10.05.21
MassMutual Makes Bold Leap Further Into Crypto
by: Rich Blake
With Bitcoin surging back above $50,000 and cryptocurrency increasingly mainstream, Massachusetts Mutual Life Insurance Company has launched a crypto platform. A titan of the advisory industry going all-in on crypto represents both a watershed moment for the industry and a sign of the times.
The soup-to-nuts service is called Flourish Crypto.
MassMutual bought Flourish, a fintech startup, from Stone Ridge Holdings Group. That deal closed in the first quarter of 2021. At the time, some 350 RIAs were using Flourish to access cash management solutions.
Last week, according to an announcement from MassMutual, the Flourish Crypto service was officially launched. It’s a partnership between Flourish and crypto startup Paxos, which is best known for helping PayPal branch into crypto. Paxos supports the execution and custody side of the new Flourish service, which is aimed primarily at advisors who have clients that want to invest in Bitcoin.
Advisors Left On Sidelines
"Cryptocurrency investing has gone mainstream," Flourish's top executive, Ben Cruikshank, said during a recent Yahoo Finance podcast. "But financial advisors have largely been left sitting on the sidelines."
Stemming from conversations with Flourish’s base of financial advisor clients, the new service reflects a new reality – advisors having to constantly field questions about crypto – while lacking resources for crypto compliance, research, trading, accounting and reporting, leaving them unable to compete with an explosion of new retail offerings.
“We believe that cryptocurrencies are increasingly becoming a part of the financial landscape, both as an investment strategy and technological innovation,” said Gareth Ross, head of enterprise technology and experience at MassMutual, in a public statement accompanying the launch of Flourish Crypto.
‘Digital Gold?’
Additionally, MassMutual's CIO Tim Corbett, in a blog post timed to last week’s launch, stated that Bitcoin could turn out to be a form of “digital gold” i.e. an inflation hedge.
MassMutual believes “volatility will decrease as more institutions take positions in the space,” according to Corbett.
In the last week of September and first week of October, as the third quarter came to a conclusion with growing uncertainty about inflation and the economy, BTC soared by 20% as reportedly large institutions took up positions.
Cruikshank, in the Yahoo Finance interview, explained the origins of the new turn-key crypto offering custom-built for financial advisors.
Operating independently from its parent, Flourish’s team members reported hearing, on a daily basis, from advisors who told them that existing crypto trading platforms, while plentiful, were just not necessarily a good fit for them.
Cruikshank was a former sales head at online wealth app Betterment, working in its business-to-business (B2B) division.
Since last December, he's been leading the Flourish platform's efforts to expand relations with RIAs.
Increasingly, this segment is becoming much more receptive to the concept of digital money, which was relegated to the pay-no-mind list even 18 months ago.
No More Excuses
The Digital Assets Council of Financial Professionals (DACFP), through its digital assets educational program, has already certified more than 300 advisors from around the world, according to DACFP founder Ric Edelman.
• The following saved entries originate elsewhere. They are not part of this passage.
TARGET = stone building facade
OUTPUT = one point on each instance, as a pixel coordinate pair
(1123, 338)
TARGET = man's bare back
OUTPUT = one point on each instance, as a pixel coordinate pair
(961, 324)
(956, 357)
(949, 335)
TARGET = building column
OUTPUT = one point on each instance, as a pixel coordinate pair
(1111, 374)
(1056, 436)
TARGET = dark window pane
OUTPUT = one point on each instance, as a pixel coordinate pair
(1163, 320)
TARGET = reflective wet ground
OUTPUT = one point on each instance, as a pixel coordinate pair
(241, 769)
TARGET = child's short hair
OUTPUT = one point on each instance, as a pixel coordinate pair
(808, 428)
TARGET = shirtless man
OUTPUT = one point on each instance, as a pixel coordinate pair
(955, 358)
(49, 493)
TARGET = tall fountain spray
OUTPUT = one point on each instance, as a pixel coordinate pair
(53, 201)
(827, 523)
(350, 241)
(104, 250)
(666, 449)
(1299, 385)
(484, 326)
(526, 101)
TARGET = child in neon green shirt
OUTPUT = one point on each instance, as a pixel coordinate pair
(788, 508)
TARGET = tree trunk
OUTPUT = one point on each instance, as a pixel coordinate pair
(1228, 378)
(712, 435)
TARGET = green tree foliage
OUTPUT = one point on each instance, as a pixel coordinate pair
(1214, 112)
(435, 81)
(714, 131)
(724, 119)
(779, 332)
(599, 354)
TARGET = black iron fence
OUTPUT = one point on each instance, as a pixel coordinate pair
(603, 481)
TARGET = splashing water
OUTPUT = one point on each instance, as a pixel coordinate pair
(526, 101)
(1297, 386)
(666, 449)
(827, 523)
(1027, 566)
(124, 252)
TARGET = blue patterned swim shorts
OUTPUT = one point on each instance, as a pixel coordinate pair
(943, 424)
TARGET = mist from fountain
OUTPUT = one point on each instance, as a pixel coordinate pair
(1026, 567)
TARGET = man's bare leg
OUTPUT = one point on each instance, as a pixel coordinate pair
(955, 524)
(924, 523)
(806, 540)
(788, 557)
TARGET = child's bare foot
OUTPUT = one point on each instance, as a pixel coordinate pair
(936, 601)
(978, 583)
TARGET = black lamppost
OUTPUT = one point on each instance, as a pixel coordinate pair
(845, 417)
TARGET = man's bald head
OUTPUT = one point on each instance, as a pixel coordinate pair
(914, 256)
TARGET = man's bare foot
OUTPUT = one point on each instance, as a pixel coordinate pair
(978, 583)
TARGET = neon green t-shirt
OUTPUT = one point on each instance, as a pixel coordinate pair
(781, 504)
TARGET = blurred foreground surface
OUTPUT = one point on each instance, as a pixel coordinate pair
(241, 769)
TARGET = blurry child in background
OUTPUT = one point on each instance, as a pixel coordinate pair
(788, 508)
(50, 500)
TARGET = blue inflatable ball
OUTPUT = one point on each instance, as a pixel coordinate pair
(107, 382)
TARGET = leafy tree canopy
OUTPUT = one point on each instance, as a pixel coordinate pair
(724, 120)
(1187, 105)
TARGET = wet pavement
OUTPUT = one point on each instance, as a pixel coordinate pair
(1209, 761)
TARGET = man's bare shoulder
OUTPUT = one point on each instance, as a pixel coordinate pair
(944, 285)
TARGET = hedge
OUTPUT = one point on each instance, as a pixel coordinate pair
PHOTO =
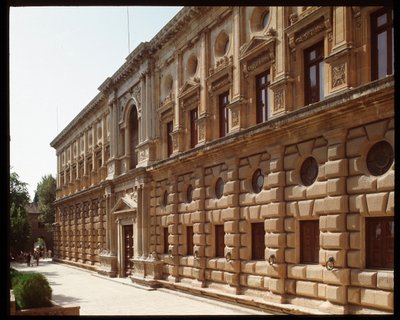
(31, 290)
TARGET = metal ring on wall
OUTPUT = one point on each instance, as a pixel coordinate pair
(271, 259)
(330, 263)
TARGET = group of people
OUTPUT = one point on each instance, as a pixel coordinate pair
(30, 257)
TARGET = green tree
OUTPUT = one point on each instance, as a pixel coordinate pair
(46, 195)
(20, 232)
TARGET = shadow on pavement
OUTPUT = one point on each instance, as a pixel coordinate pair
(63, 300)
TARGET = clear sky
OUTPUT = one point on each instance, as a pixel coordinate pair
(59, 56)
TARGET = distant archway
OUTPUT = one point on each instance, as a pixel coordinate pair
(133, 136)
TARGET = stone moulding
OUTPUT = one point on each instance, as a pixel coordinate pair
(54, 310)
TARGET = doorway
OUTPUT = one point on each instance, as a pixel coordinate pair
(128, 249)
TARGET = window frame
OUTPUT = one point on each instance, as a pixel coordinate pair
(223, 114)
(263, 91)
(318, 63)
(383, 247)
(165, 239)
(193, 117)
(257, 228)
(189, 240)
(219, 240)
(169, 129)
(309, 255)
(375, 31)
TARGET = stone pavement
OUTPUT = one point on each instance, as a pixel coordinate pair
(99, 295)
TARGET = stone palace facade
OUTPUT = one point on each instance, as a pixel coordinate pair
(248, 151)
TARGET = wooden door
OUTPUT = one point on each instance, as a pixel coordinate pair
(309, 241)
(128, 248)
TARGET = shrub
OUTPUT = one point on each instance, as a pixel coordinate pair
(14, 276)
(31, 290)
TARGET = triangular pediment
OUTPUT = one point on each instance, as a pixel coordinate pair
(126, 203)
(254, 44)
(187, 87)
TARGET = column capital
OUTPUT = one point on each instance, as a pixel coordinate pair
(336, 135)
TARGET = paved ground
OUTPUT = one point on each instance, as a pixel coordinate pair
(98, 295)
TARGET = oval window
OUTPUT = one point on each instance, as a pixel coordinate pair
(380, 158)
(258, 181)
(165, 199)
(309, 171)
(265, 19)
(189, 194)
(219, 188)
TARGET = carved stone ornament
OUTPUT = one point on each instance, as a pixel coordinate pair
(220, 83)
(137, 94)
(278, 100)
(338, 75)
(309, 33)
(202, 134)
(110, 168)
(235, 118)
(263, 58)
(293, 18)
(191, 100)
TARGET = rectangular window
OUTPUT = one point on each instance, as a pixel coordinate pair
(165, 235)
(219, 241)
(262, 96)
(189, 240)
(257, 241)
(382, 43)
(223, 114)
(309, 241)
(193, 128)
(314, 73)
(169, 138)
(379, 238)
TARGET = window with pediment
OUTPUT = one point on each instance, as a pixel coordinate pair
(259, 19)
(223, 114)
(193, 127)
(191, 66)
(382, 43)
(263, 96)
(314, 73)
(169, 128)
(134, 136)
(222, 44)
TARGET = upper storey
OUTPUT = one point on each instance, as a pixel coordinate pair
(215, 71)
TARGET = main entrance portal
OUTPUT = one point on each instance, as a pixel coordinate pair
(128, 248)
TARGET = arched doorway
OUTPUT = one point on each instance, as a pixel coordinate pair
(133, 136)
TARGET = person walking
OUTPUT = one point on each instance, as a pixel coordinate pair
(28, 259)
(37, 256)
(31, 259)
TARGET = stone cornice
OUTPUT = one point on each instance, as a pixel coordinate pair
(144, 51)
(90, 109)
(340, 105)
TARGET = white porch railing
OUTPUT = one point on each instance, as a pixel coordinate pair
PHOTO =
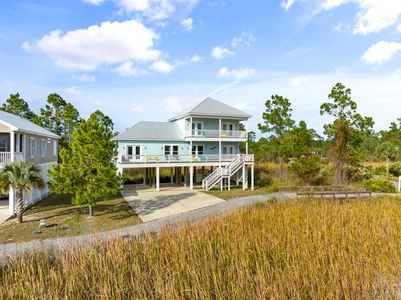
(5, 157)
(198, 133)
(157, 159)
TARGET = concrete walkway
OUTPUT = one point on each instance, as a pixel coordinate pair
(171, 200)
(135, 231)
(4, 210)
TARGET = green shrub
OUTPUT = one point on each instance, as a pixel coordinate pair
(381, 170)
(395, 169)
(263, 179)
(379, 185)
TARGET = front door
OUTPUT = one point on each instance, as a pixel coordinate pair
(197, 128)
(134, 153)
(3, 144)
(228, 152)
(228, 129)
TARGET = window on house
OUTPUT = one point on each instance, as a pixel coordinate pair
(54, 147)
(197, 128)
(32, 147)
(43, 148)
(197, 150)
(135, 151)
(170, 149)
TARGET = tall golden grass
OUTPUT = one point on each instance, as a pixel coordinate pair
(285, 250)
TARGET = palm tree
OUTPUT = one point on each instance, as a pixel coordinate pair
(22, 177)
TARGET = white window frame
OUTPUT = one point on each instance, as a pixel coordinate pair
(32, 147)
(195, 150)
(43, 149)
(54, 147)
(135, 156)
(196, 131)
(228, 128)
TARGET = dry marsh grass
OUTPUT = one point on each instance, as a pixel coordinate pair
(285, 250)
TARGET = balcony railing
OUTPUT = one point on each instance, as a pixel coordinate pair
(5, 157)
(202, 158)
(198, 133)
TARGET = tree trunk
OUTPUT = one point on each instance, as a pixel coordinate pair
(91, 213)
(387, 160)
(281, 167)
(20, 205)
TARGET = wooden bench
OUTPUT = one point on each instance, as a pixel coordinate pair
(310, 188)
(334, 194)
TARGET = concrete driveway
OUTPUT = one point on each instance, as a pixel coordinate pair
(4, 210)
(169, 201)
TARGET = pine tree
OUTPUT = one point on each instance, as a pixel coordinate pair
(87, 170)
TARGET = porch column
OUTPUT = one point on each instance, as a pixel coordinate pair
(252, 176)
(12, 145)
(185, 176)
(11, 201)
(243, 177)
(157, 179)
(220, 140)
(191, 177)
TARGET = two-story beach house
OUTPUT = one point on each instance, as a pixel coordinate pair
(22, 140)
(199, 145)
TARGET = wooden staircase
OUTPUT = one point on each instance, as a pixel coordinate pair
(217, 176)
The program now has a waiting list of over 1,000, according to Edelman.
Pointing to a growing number of educational, technological and compliance-focused resources, Edelman said advisors who are interested in digital assets are running out of excuses; sheer inertia isn’t one of them.
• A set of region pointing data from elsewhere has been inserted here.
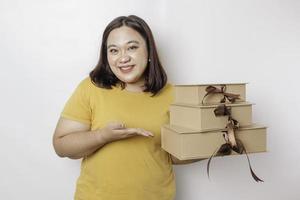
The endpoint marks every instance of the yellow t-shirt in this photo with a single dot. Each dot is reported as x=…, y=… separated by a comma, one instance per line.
x=136, y=168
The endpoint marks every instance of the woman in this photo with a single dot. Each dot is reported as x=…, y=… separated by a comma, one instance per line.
x=113, y=120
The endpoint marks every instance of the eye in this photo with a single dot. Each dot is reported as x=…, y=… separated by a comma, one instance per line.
x=113, y=51
x=133, y=47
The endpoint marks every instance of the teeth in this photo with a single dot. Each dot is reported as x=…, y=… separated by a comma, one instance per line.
x=126, y=67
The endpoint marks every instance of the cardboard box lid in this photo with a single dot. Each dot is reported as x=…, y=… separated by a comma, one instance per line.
x=184, y=130
x=213, y=105
x=207, y=84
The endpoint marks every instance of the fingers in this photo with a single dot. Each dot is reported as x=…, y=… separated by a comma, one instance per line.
x=116, y=125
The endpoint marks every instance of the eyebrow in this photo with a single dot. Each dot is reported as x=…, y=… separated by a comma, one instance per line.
x=129, y=42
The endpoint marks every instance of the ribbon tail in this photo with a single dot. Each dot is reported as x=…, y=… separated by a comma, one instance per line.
x=209, y=160
x=254, y=176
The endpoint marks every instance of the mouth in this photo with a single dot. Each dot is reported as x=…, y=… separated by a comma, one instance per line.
x=126, y=69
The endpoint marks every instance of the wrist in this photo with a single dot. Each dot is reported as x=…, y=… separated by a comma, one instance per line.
x=100, y=137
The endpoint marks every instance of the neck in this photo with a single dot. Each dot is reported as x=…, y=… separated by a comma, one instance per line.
x=135, y=87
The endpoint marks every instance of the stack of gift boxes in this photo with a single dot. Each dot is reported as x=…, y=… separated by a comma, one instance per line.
x=195, y=132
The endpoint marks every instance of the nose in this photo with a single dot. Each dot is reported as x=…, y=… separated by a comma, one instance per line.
x=124, y=58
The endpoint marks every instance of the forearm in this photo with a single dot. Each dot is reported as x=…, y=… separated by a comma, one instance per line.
x=176, y=161
x=79, y=144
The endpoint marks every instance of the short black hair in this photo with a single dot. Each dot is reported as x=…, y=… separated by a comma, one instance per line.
x=155, y=75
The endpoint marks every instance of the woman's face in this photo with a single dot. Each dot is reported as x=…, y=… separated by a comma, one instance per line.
x=127, y=54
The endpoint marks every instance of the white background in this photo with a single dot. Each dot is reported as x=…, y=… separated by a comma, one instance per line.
x=47, y=47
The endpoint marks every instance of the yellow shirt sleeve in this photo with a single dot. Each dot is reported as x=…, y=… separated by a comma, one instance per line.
x=78, y=106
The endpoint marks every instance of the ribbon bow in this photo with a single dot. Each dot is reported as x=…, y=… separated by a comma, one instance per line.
x=213, y=90
x=232, y=143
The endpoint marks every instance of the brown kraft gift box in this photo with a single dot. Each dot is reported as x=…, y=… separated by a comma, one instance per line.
x=202, y=118
x=188, y=144
x=194, y=94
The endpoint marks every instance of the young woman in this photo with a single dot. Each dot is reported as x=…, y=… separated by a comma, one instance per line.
x=113, y=120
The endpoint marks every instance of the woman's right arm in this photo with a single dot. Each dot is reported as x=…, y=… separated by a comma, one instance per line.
x=75, y=140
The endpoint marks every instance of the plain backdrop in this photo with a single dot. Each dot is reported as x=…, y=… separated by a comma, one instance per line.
x=47, y=47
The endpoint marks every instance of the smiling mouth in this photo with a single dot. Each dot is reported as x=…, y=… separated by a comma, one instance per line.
x=126, y=69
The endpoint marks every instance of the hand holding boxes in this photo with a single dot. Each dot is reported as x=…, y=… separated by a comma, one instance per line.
x=200, y=121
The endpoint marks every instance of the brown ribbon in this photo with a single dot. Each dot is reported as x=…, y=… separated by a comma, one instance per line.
x=232, y=143
x=213, y=90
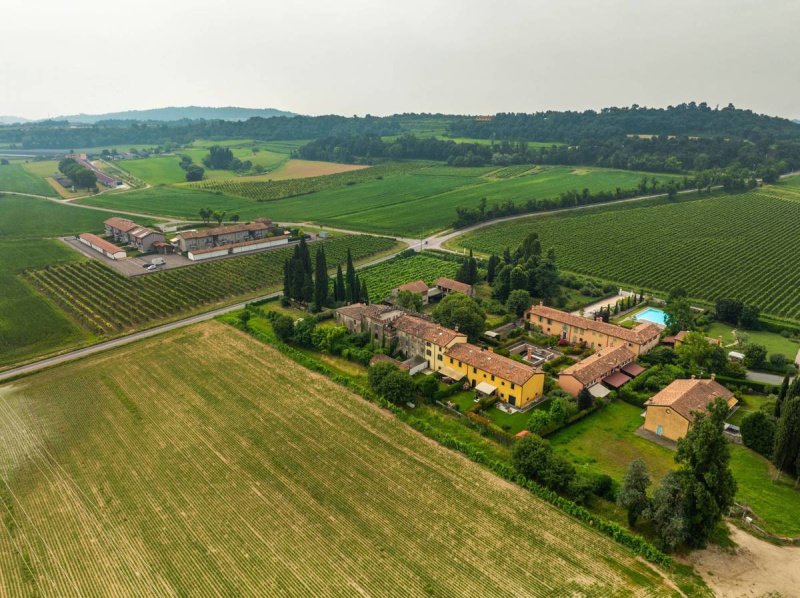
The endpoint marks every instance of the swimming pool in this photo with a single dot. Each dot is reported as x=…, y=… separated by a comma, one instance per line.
x=651, y=314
“There is now no legitimate reason for advisors not to be engaging in this asset class,” Edelman commented of advisors who are still reluctant. “They have a fiduciary obligation to provide their clients with diversified portfolios.”
MassMutual’s Corbett, in his blog, declared the firm has come to view BTC as “a potential store of value over the long-term.”
MassMutual made that view abundantly clear last year by making a $100 million investment in the largest digital asset, as measured by total market capitalization.
BTC has, as of early October, a market cap of more than $900 billion or about one-tenth of the size of the total market for gold.
MassMutual invested in Bitcoin for its own general investment account. The firm also seemed to be putting down a marker as it prepared the groundwork for a crypto push.
“Bitcoin’s unique characteristics, including digital scarcity, known supply growth, transfer characteristics and hard cap on the total number of tokens, open the possibility that it may serve as a kind of ‘digital gold,’ with the potential for significant price appreciation,” Corbett said. “At the same time, the asset class is new and still undergoing price discovery, with significant volatility, uncertainty and risk. We believe that the volatility will decrease as more institutions take positions in the space, but it will take multiple market cycles before we have robust data to further describe the characteristics of the investment, such as correlations to other asset classes or whether it will serve as an inflation hedge.”